2. The multi-processor system of claim 1, wherein the data core
comprises: a register storing data of processor; a data cache for
caching the data; a process propagate data memory (PPDM)
independently storing process propagation data that are
intermediate data associated only with processing of specific data
during a process for processing the specific data; and a load/store
unit connected with the register and a data memory to load/store
the data of processor or the process propagate data.
3. The multi-processor system of claim 1, wherein the processing
core comprises: an execution unit for performing a processing
operation; a control unit connected to the execution unit to
process instructions; an instruction cache for caching the content
of an external instruction memory; and a process keep data memory
(PKDM) storing data required for a specific processing
operation.
4. The multi-processor system of claim 3, wherein the process keep
data memory (PKDM) is a memory of the processing core that stores
frequently accessed data associated only with the processing core
comprising the PKDM.
5. The multi-processor system of claim 1, wherein the switches
receive switching commands from the respective processing cores and
sequentially connect the respective processing cores to the
corresponding data cores in a predetermined order.
6. The multi-processor system of claim 1, wherein the switches
receive switching commands from the respective processing cores and
sequentially connect the respective processing cores to the
corresponding data cores in an arbitrary order.
7. The multi-processor system of claim 1, wherein the switches
connect the respective processing cores, respectively, to data
cores which are assigned by the respective processing cores in real
time.
8. A multi-processing method in the multi-processor system,
comprising: connecting processing cores to data cores to form a
combination of a data core-processing core pair, the processing
cores and data cores being included in a plurality of processors;
processing data that are inputted through the processing cores to
the data cores; storing process propagate data in a process
propagate data memory included in the data core connected to the
processing core, the process propagate data being an intermediate
data associated with the processing of the data; and storing data,
which is required for processing of the data, in a process keep
data memory (PKDM) in the processing cores.
9. The multi-processing method of claim 8, further comprising:
sequentially connecting the processing cores to data cores;
processing data transmitted to the data cores sequentially
connected to the processing cores; storing the corresponding
process propagate data in a process propagate data memory of the
data cores newly connected to the processing cores; and storing
data required for processing the data of the data cores newly
connected to the processing cores.
Description
CROSS-REFERENCE TO RELATED APPLICATIONS
[0001] This application claims the priority of Korean Patent
Application No. 2008-43605 filed on May 9, 2008, in the Korean
Intellectual Property Office, the disclosure of which is
incorporated herein by reference.
BACKGROUND OF THE INVENTION
[0002] 1. Field of the Invention
[0003] The present invention relates to a multi-processor system,
and more particularly, to a multi-processor system capable of
removing any overhead for communications and making programming
easy and simple, and a multi-processing method in the
multi-processor system.
[0004] 2. Description of the Related Art
[0005] In systems including a multi-processor, it is necessary to
communicate between processors in order to interlock several
processor cores.
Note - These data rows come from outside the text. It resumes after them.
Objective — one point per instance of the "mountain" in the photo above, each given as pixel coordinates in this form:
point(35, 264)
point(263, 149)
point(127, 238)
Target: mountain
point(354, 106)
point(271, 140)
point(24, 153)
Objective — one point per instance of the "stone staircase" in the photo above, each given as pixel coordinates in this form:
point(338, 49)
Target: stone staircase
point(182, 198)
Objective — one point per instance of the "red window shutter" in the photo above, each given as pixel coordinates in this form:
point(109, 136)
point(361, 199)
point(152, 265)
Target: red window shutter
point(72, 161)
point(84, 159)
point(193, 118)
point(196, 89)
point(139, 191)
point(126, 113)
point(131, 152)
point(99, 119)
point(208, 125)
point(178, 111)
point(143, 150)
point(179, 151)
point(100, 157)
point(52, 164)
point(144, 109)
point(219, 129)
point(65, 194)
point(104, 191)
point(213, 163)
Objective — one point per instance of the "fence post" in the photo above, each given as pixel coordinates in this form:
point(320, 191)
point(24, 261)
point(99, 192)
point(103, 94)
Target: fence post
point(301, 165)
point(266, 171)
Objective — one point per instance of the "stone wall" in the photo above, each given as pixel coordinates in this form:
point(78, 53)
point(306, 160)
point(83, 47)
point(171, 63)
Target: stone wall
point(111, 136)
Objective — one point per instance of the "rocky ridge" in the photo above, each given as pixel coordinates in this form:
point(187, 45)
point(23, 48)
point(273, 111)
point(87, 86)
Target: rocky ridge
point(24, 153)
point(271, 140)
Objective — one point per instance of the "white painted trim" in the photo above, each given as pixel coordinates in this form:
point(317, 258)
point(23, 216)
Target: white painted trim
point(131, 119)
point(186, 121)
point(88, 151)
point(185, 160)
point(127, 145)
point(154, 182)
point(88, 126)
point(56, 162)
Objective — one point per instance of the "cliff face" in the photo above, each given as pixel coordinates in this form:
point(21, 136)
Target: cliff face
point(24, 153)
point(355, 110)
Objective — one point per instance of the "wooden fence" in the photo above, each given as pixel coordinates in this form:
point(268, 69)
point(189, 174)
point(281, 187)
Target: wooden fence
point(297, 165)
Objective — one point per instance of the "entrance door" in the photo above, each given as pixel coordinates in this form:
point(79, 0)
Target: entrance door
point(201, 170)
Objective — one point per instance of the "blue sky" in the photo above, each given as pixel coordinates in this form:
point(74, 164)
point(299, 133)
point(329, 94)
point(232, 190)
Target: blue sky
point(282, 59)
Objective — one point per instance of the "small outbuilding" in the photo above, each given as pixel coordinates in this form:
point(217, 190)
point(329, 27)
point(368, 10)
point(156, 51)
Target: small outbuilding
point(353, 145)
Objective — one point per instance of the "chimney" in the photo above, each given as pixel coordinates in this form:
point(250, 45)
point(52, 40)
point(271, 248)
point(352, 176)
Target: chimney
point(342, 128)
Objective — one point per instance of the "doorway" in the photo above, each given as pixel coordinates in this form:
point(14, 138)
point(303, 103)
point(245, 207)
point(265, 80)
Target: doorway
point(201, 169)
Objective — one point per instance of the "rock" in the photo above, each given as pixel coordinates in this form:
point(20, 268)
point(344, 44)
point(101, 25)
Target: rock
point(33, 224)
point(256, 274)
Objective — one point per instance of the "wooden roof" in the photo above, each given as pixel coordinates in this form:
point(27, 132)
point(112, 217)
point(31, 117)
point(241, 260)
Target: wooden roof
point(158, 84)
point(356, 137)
In particular, applications having frequent
communications between processors or a large amount of data to be
transmitted should effectively perform communications in order to
improve performances of the multi-processor system.
[0006] Structures of the multi-processor system used for
communications between processors may be mainly divided into a
hierarchical memory structure and a connection structure connecting
memories to processors. Various techniques regarding these
structures have been widely known and applied in the art.
[0007] As alternatives to transfer data from one processor to
another processor, the following two methods have been widely used
in the multi-processor system. Among them, one method is to write
data on a memory shared by two processors, and the other method is
to transfer data from one processor to another processor through
channels that directly or indirectly connect the processors to each
other
[0008] However, these two methods have the problems in that the
methods have long latency and require additional programming
works.
[0009] Furthermore, the multi-processor system has the problems in
that its programming is more complicated than in the use of a
single processor, and it is difficult to effectively perform a
parallel operation on several processors, which leads to an
increase in manufacturing costs.
SUMMARY OF THE INVENTION
[0010] The present invention is designed to solve the problems of
the prior art, and therefore it is an object of the present
invention to provide a multi-processor system capable of removing
any overhead for communications and making programming easy and
simple.
[0011] Also, it is another object of the present invention to
provide a multi-processing method in the multi-processor
system.
[0012] A data core is defined as a storage-related part in the
single processor, and includes a register, a load/store unit, a
data cache, etc.
[0013] A processing core is defined as a control and
processing-related part in the single processor, and includes a
control unit, an execution unit, an instruction cache, etc.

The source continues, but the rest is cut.